ZKsync, an Ethereum Layer-2 scaling solution, has disclosed a security compromise

The problem occurred after an administrative wallet that manages the airdrop contracts was compromised.

Layer-2 scaling solution ZKsync has disclosed a security compromise that resulted in the theft of $5 million in unclaimed airdrop tokens. The issue arose after an administrative wallet managing the airdrop contracts was compromised. This breach, described as an “isolated attack,” has raised concerns about the security of token distribution in the zk-rollup market, especially following last year’s 21 billion token airdrop, which drew criticism for unequal allocation and poor Sybil protection.

How the Exploit Occurred

On April 15, ZKsync disclosed a breach involving the unauthorized use of an admin wallet to siphon unclaimed airdrop tokens. The attacker exploited a privileged function in the airdrop distribution contracts to mint about 111 million ZK tokens, valued at roughly $5 million, and clocked the circulating supply by 0.45%. According to ZKsync’s official statement on X (formerly Twitter), the exploit involved the misuse of the ‘sweepUnclaimed()’ function, which had the capability to collect unallocated tokens from the ongoing airdrop initiative.

“The attacker called the sweepUnclaimed() function that minted approximately 111 million unclaimed ZK tokens from the airdrop contracts,” confirmed ZKsync.

The team clarified that this breach was isolated, noting that “this incident is contained to the airdrop distribution contracts only, and all the funds that could be minted have been minted.
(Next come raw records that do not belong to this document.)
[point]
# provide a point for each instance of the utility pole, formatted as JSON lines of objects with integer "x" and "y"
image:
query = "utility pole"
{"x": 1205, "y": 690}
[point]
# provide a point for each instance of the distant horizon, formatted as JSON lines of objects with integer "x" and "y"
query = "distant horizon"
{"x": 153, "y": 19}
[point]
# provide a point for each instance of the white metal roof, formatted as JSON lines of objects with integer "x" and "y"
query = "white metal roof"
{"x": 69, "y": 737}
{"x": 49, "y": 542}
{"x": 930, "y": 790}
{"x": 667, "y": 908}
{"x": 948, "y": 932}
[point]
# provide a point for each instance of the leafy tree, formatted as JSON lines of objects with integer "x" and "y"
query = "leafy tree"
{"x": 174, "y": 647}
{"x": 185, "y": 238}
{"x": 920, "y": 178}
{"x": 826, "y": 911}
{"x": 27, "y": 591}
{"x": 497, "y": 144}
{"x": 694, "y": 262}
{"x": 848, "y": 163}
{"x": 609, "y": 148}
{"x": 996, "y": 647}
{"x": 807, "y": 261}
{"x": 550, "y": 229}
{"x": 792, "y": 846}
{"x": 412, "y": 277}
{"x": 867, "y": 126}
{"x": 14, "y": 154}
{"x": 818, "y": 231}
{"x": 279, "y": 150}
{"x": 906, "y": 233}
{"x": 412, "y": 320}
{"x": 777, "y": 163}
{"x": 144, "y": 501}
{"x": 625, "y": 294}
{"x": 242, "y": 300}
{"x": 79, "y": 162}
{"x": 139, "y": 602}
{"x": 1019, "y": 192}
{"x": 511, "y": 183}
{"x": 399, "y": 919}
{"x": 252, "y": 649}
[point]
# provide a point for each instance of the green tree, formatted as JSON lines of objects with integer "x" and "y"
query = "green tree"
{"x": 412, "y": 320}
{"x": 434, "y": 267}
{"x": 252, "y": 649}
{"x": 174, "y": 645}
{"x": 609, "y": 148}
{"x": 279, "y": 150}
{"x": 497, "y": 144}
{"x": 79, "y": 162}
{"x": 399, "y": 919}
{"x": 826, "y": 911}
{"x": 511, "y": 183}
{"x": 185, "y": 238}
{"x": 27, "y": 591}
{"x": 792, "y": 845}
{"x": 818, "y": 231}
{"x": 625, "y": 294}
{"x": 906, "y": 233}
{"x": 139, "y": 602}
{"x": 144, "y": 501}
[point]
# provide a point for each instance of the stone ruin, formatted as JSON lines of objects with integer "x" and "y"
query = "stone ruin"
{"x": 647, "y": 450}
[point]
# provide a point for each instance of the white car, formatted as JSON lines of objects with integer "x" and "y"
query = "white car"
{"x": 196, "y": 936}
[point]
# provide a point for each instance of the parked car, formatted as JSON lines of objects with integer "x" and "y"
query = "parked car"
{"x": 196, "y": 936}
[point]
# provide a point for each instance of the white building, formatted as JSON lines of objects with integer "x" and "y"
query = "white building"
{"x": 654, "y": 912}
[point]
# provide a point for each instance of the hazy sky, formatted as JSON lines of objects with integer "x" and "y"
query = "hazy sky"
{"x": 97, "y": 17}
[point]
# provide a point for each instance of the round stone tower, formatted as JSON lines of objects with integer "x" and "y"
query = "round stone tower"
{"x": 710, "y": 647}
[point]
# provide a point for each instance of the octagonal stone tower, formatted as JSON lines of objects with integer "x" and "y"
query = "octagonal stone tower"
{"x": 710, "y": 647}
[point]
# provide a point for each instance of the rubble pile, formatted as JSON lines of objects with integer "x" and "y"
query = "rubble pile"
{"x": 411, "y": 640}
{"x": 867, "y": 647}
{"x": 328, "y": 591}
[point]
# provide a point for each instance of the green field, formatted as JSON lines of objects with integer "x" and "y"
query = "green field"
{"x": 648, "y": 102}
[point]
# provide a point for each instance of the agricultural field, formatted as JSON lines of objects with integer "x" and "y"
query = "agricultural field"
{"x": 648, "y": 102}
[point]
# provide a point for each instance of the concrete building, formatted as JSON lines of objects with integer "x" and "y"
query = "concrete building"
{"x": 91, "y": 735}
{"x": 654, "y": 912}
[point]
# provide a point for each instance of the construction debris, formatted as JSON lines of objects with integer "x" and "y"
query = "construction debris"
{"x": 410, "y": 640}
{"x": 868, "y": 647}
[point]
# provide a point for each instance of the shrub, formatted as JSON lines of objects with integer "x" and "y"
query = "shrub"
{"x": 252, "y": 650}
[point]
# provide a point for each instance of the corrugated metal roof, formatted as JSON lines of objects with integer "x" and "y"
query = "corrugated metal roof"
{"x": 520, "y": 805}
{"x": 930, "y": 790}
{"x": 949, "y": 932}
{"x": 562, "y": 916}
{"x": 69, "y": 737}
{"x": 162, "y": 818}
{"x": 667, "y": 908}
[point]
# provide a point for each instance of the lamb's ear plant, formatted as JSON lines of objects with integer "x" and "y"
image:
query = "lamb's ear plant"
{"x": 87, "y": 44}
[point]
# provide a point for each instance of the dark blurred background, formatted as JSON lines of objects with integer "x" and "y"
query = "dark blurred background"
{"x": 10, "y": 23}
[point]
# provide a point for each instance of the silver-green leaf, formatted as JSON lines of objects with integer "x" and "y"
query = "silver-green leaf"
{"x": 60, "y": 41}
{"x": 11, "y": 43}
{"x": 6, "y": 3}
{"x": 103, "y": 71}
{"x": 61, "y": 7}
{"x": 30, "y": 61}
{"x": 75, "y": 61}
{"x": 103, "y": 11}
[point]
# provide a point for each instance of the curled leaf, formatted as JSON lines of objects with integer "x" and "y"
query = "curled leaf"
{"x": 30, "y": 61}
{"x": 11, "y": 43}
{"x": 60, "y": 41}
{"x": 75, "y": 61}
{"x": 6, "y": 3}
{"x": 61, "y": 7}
No further exploits via this method are possible.”

ZKsync highlighted that the attack did not affect any user funds or core smart contracts, and that “necessary security measures are being taken,” along with a complete investigation into the matter to assess it and prevent future vulnerabilities.

Further examination by security researchers revealed that the vulnerability was facilitated by weak controls around privileged functions. Critics noted that the compromised admin wallet lacked comprehensive multisignature (multisig) security, which if addressed might have minimized or prevented the breach.

ZKsync is working with the Security Alliance (SEAL) on recovery efforts, confirming that its token contracts and governance are not affected, and no other exploits are possible through the “sweepUnclaimed()” vector. The total value locked (TVL) on ZKsync Era, a layer-2 protocol based on zero-knowledge rollups on Ethereum, now stands at $57.3 million. On April 15, the company was distributing 17.5% of its token supply to members of the ecosystem.

Market Reaction and Damage Assessment

The market reacted swiftly to the hack, with ZK tokens losing over 13.7% of their value in only 24 hours, dropping from $0.046 to $0.039. Trading volume surged by 96% to $71 million, indicating significant selloff activity and fear on decentralized exchanges.

Further investigation revealed that the attacker quickly swapped the stolen tokens for ETH to cover their tracks, routing the proceeds through multiple wallets. At present, about 44 million of the stolen tokens, valued at roughly $2.1 million, remain unlocated, while 2,200 ETH (approximately $3.4 million) can still be traced.

Broader Implications for DeFi Security

This event underscores the importance of robust security measures on DeFi platforms. As the ecosystem grows, safeguarding the integrity of administrative controls is crucial for maintaining user trust and protecting assets.

The ZKsync hack serves as a stark reminder of the vulnerabilities that can exist in smart contract systems, particularly those involving administrative responsibilities. As DeFi platforms expand and engage more users, comprehensive security audits and strong governance procedures become increasingly paramount.